En effet, que non-seulement Dieu ne livre point, mais encore qu'il n'abandonne point, si nous ne voulons nous-mêmes être abandonnés, en voici la preuve; écoutez ce qu'il dit : «Ne sont-ce pas vos péchés qui font une séparation entre vous et moi?» (Is 59,2) Et encore : «Ceux qui s'éloignent de vous périront». (Ps 72,26) Osée dit : «Vous avez oublié la loi de votre Dieu, et je vous oublierai aussi» . (Osée 4,6) Et Jésus Christ dit lui-même dans son Evangile : «Combien de fois ai-je voulu rassembler tes enfants, et tu ne l'as pas voulu !» (Luc 13,34) Isaïe dit encore : «Je suis venu, et je n'ai trouvé personne; j'ai appelé, et personne ne m'a a entendu». (Is 50,2) L'Ecriture dit ces choses, pour nous montrer que c'est nous-mêmes qui sommes les premiers auteurs et de notre abandon et de notre perte. Dieu non-seulement ne veut point nous abandonner, mais encore il ne veut pas nous punir; et quand il punit, il ne faut point s'en prendre à sa volonté : «Je ne veux point la mort du pécheur, dit le Seigneur, mais qu'il se convertisse et qu'il vive». (Ez 18,32) Jésus Christ a versé des larmes sur la ruine de Jérusalem, de même que nous pleurons nos amis.

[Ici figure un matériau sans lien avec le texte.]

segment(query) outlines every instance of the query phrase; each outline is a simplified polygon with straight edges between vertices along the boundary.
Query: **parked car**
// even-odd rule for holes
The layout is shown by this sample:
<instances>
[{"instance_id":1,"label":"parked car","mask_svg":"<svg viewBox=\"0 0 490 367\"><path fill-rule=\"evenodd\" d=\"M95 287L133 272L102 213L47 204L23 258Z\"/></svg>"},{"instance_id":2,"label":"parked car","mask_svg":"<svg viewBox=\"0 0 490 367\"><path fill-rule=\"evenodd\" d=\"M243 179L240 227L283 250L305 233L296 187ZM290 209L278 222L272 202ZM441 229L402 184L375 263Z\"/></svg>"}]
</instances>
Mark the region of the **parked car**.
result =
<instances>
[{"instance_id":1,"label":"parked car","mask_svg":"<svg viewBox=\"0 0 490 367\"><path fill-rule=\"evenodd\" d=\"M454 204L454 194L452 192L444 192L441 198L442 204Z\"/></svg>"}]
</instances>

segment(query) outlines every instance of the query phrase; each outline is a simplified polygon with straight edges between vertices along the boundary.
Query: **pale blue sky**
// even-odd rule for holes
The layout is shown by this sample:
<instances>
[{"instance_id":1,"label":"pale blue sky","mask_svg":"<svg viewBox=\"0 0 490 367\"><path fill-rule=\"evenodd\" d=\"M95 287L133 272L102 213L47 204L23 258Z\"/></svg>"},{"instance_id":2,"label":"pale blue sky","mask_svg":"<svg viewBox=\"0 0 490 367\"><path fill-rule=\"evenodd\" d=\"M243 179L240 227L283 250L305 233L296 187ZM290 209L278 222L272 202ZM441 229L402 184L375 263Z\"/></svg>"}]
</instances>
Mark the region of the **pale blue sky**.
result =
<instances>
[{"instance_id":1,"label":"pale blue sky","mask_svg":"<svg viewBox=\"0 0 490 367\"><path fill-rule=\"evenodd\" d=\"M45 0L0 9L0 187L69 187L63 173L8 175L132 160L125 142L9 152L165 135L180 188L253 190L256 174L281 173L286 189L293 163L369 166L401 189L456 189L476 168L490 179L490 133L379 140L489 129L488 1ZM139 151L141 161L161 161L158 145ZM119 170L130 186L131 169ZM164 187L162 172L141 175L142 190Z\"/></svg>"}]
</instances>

3. Ces vérités nous sont parfaitement connues, mes frères: faisons donc tous nos efforts pour ne nous point séparer de Dieu. Appliquons-nous à prendre soin de nos âmes, à exercer la charité fraternelle, et ne déchirons point nos membres: car déchirer ses membres, c'est l'action d'un furieux et d'un fou. Au contraire, ayons-en d'autant plus de soin que nous les voyons dans un état plus triste et plus fâcheux. Souvent, en effet, nous voyons des personnes attaquées de maladies douloureuses et incurables; mais alors nous ne cessons point d'appliquer des remèdes à leurs maux. Et qu'y a-t-il de pire que d'avoir la goutte aux mains et aux pieds? Coupons-nous pour cela ces membres? Non certes: mais il n'est rien que nous ne fassions pour soulager du moins la douleur, si nous ne pouvons guérir le mal. Conduisons-nous de même à l'égard de nos frères dans les maladies spirituelles : sont-ils possédés d'une passion dangereuse, donnons-leur tous nos soins, et ne nous lassons pas : portons les fardeaux les uns des autres; c'est ainsi que nous accomplirons la loi de Jésus Christ (Gal 6,2), et que les biens qui nous sont promis, nous les obtiendrons, par la grâce et la bonté de notre Seigneur Jésus Christ, à qui la gloire appartient, et au Père et au saint Esprit, dans tous les siècles des siècles. Amen.